Pues sí, ha llegado. Desde que allá por el 92 se aprobara la ley estatal del suelo supimos que iba a pasar. Ya había pasado en Japón, estaba pasando en
EE.
UU. y sabíamos que aquí no íbamos a ser menos.
Ha llegado el momento, tras algo más de una década vendiendo nuestra alma mientras no parábamos de repetirnos que esto no iba a ser eterno. Una década de especulación, consumo desmesurado, campos de ese deporte tan español como es el golf y centros comerciales a discreción. Ahora ha llegado el momento que todos sabíamos que llegaría, no había que ser economista para verlo venir. No había que ser
Leopoldo Abadía (ese mucho menos...)para verlo venir. Ni tan siquiera debías tener estudios para que te quedara claro.
El asilo de Europa nos llamaban algunos mientras otros hinchaban el pecho hablando de un pleno empleo que otros tildaban de ser herencia de sus hazañas.
Todos los que hablaron son los mismos que ahora intentan coger el Toro de
Osborne por los cuernos, no para mejorar la situación, sino para intentar llevarse la
cornada menos profunda y revalidar votos cada cuatro años. Lo que no saben es que todos van a revolcar en la plaza por que hay toros que no pueden esquivarse. Ya se acabaran los subsidios, crecerá la deuda y comenzará a sembrar el odio. Esto no es cosa de años, esto va para décadas.

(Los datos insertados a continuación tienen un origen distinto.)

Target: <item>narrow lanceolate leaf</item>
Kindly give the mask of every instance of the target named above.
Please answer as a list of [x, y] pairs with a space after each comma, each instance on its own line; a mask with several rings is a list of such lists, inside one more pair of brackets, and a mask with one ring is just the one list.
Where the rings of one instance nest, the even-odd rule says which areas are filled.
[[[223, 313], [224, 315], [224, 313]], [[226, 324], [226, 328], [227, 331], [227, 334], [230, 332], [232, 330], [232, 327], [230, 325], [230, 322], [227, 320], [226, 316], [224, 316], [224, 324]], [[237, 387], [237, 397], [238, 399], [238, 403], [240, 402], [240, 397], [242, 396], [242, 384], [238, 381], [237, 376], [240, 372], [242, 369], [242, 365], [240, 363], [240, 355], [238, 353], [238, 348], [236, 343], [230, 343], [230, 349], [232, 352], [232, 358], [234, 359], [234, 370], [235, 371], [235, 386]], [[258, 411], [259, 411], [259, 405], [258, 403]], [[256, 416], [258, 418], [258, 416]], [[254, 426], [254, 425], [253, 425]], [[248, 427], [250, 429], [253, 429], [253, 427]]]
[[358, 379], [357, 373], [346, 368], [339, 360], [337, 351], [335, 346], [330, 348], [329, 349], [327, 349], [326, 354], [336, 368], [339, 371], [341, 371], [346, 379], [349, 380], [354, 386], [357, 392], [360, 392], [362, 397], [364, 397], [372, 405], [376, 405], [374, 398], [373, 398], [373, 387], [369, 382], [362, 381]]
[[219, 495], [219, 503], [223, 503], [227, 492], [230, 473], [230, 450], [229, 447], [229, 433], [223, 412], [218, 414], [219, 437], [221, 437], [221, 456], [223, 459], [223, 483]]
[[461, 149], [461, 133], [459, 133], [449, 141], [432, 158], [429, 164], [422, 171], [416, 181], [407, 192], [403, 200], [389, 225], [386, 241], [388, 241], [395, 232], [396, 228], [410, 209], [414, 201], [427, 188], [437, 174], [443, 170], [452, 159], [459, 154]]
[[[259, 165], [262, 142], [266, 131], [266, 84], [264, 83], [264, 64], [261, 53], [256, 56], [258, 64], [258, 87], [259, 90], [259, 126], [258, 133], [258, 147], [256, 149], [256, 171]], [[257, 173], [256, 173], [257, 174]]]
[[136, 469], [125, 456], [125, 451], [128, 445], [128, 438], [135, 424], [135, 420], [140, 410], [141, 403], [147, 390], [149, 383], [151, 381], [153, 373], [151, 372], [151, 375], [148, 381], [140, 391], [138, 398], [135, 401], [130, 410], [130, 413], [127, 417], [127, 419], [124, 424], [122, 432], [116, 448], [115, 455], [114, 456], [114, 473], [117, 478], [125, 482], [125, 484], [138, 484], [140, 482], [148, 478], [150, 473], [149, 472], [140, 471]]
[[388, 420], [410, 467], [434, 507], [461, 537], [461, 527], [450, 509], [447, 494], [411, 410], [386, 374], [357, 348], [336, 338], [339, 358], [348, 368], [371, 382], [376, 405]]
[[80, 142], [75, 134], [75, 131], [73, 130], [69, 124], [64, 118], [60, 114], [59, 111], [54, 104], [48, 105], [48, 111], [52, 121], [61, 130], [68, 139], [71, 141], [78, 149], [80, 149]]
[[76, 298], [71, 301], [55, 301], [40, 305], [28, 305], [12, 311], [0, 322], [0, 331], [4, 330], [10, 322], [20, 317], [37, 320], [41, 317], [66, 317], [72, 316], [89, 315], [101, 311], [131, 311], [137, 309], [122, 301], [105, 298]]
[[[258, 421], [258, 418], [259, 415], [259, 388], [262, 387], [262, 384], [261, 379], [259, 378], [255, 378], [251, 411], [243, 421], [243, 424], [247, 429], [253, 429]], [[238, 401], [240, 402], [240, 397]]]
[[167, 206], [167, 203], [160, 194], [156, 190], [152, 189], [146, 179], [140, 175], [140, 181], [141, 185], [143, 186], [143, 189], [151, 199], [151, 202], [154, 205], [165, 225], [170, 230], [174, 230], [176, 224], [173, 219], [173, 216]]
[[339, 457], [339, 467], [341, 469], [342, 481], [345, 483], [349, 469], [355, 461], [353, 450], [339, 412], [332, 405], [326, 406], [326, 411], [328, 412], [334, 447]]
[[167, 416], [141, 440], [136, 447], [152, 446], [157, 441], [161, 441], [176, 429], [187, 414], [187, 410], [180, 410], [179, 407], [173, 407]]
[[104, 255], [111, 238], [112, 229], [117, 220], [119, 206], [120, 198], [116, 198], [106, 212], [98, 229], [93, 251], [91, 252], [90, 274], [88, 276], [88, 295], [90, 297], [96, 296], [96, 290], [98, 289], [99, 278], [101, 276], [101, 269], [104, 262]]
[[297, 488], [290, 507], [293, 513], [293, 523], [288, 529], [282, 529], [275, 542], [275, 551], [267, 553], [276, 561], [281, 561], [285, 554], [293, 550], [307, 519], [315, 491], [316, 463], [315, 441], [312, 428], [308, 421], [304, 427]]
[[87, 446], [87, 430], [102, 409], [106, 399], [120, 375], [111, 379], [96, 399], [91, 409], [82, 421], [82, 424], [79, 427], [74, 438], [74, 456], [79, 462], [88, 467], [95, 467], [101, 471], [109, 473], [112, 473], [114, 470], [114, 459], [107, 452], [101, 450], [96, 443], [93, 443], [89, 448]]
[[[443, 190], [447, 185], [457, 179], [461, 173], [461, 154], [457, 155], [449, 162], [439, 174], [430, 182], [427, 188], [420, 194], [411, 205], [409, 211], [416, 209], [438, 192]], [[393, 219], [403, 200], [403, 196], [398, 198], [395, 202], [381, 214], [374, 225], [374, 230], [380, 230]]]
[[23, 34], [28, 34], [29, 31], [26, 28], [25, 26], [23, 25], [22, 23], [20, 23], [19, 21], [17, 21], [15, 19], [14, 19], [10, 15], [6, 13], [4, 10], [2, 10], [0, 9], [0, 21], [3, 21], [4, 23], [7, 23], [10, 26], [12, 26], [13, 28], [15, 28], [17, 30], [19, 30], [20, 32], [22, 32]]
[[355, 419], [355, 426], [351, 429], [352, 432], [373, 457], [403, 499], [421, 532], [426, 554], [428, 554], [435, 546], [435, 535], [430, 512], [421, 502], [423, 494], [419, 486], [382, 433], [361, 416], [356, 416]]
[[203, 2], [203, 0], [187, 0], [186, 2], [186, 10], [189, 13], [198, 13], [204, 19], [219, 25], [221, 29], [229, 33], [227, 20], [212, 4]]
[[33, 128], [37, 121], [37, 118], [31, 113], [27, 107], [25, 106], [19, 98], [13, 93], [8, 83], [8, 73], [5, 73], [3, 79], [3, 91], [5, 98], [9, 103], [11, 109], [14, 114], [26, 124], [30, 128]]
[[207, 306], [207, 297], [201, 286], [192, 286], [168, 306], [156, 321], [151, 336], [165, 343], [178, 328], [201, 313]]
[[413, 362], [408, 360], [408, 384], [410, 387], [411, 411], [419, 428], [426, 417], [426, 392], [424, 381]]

Entonces será cuando empiece a sentar indigesto el ladrillo, veremos que nuestro camino aún esta sin asfaltar, que nada ha calado en nuestra alma, por que esa ya la habíamos vendido. Y entonces será cuando los peces gordos abandonen el barco.
En nuestra vida real nunca merecimos el G-20, nunca fuimos decisivos en Europa ni tuvimos potestad para conquistar países. Por mucho que pequeños Napoleones con bigote y complejo de inferioridad pusieran los pies sobre la mesa del imperio, nunca merecimos unas Azores, un 11-M, ni una visita del Papa. Ni una
Expo en Zaragoza ni en
Sevilla, ni olimpiadas en Barcelona ni en Madrid, ni comprar votos a 600 euros ni vender casas en ruinas a 200.000...No merecimos, en definitiva, una década de borrachera que ahora augura una resaca que para más de uno va a ser insufrible.
Ya lo dijo
Calamaro para Argentina y, puesto que el hombre es el animal que se condena a repetir su pasado, podría aplicarse ahora a España. "
En nuestra vida real siempre fuimos decadentes" por que nunca tratamos de conservar lo que queríamos. "
En nuestra vida real siempre fuimos decadentes" por que la avaricia es el primer síntoma de la decadencia, por que la cresta de la ola no es más que el principio de su caída, por que producir
urbanizaciones inhertes es lo mismo que producir basura a largo plazo, por que acabar con nuestro medio ambiente es acabar con nosotros mismos y por que los ladrillos que nos toca comernos hoy mismo son indigestos a todas las miradas.
¿Sabes esa sensación de que estas haciendo algo y sabes que lo estas haciendo mal?Esa sensación es el grito que intentábamos ahogar en restaurantes de aura refinada, comiendo delicias y bebiendo el champán que se acumula en los asientos contables de nuestra estupidez. Esa sensación es la que llenará
psiquiátricos cuando haya que buscar cobijo bajo los puentes que creamos para poder llegar a
urbanizaciones fantasma.
Dicen que da igual lo que pase, siempre hay alguien que lo verá venir. Esta vez quizá no daba tan igual lo que pasara y sin embargo habían cuarenta millones de personas viéndolas venir.